No ecossistema open source, os utilizadores dispõem de caminhos distintos para a configuração de controladores. A fabricante disponibiliza formalmente as opções oficiais AMDVLK e AMDGPU-PRO, esta última direcionada para o segmento profissional. Contudo, a comunidade desenvolveu a arquitetura RADV, que recebe financiamento da Valve e se destaca por extrair uma maior estabilidade e fluidez nos jogos.

Do protótipo à renderização estável

Os primeiros passos desta transição arrancaram com o trabalho desenvolvido por Faith Ekstrand durante o ano de 2024. O programador recorreu à engenharia inversa do modelo WDDM 2 no Windows 10 para conceber a ferramenta experimental "wddm2-pdd-re". Este utilitário permitiu contornar as barreiras proprietárias do sistema e instruir os controladores a enviarem tarefas diretamente ao núcleo do sistema operativo, obtendo a renderização bem-sucedida de um modelo tridimensional básico.

A Collabora pegou nessa ideia base para construir uma solução consideravelmente mais leve e com maior compatibilidade de hardware. A equipa adicionou suporte a funcionalidades complexas como a tesselação e os task shaders, elementos fundamentais para que os motores de jogo modernos consigam desenhar os cenários no ecrã de forma correta.

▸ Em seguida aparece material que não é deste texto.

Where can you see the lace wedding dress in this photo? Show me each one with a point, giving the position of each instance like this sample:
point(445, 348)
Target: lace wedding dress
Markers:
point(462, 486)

Desempenho no terreno e desafios técnicos

Para demonstrar a viabilidade prática da iniciativa, os engenheiros colocaram o Counter-Strike 2 a funcionar no ambiente modificado. Através da ativação da API gráfica Vulkan com a instrução "-vulkan", o jogo de tiros manteve-se estável e registou uma média de 162 FPS utilizando uma placa gráfica Radeon RX 7900 XT.

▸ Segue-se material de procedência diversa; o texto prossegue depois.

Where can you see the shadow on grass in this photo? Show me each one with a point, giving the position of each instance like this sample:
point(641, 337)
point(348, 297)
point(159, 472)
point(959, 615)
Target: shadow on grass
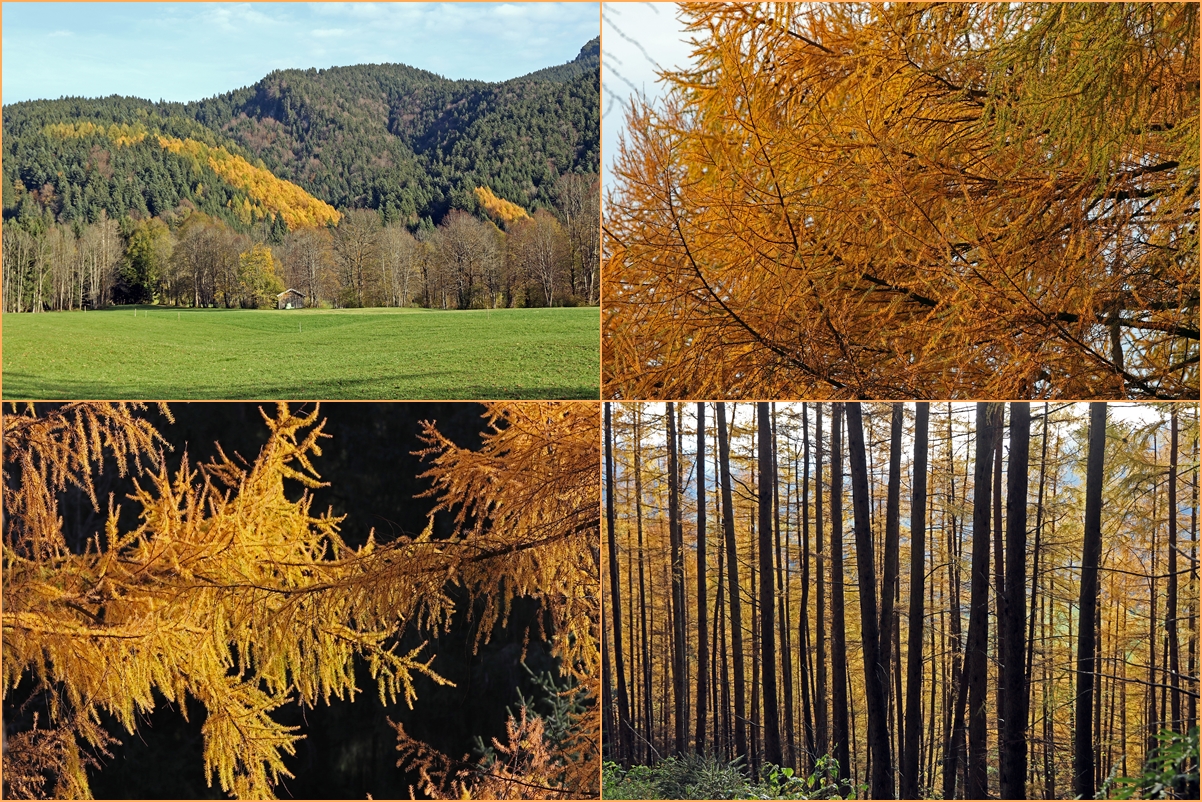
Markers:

Apesar do marco assinalável, o projeto ainda se encontra numa fase puramente experimental e distante do utilizador comum. A compatibilidade de hardware permanece complexa, uma vez que surgiram dificuldades em replicar os resultados obtidos pelo criador do protótipo original, que realizava os testes com um modelo Radeon RX 7800 XT.

Existem ainda arestas por limpar nos compiladores e na gestão de recursos do sistema. Contudo, os responsáveis estimam que, caso o desenvolvimento atinja a maturidade total, a utilização destes controladores alternativos poderá triplicar o rendimento em aplicações que não dependam exclusivamente da capacidade bruta do chip gráfico.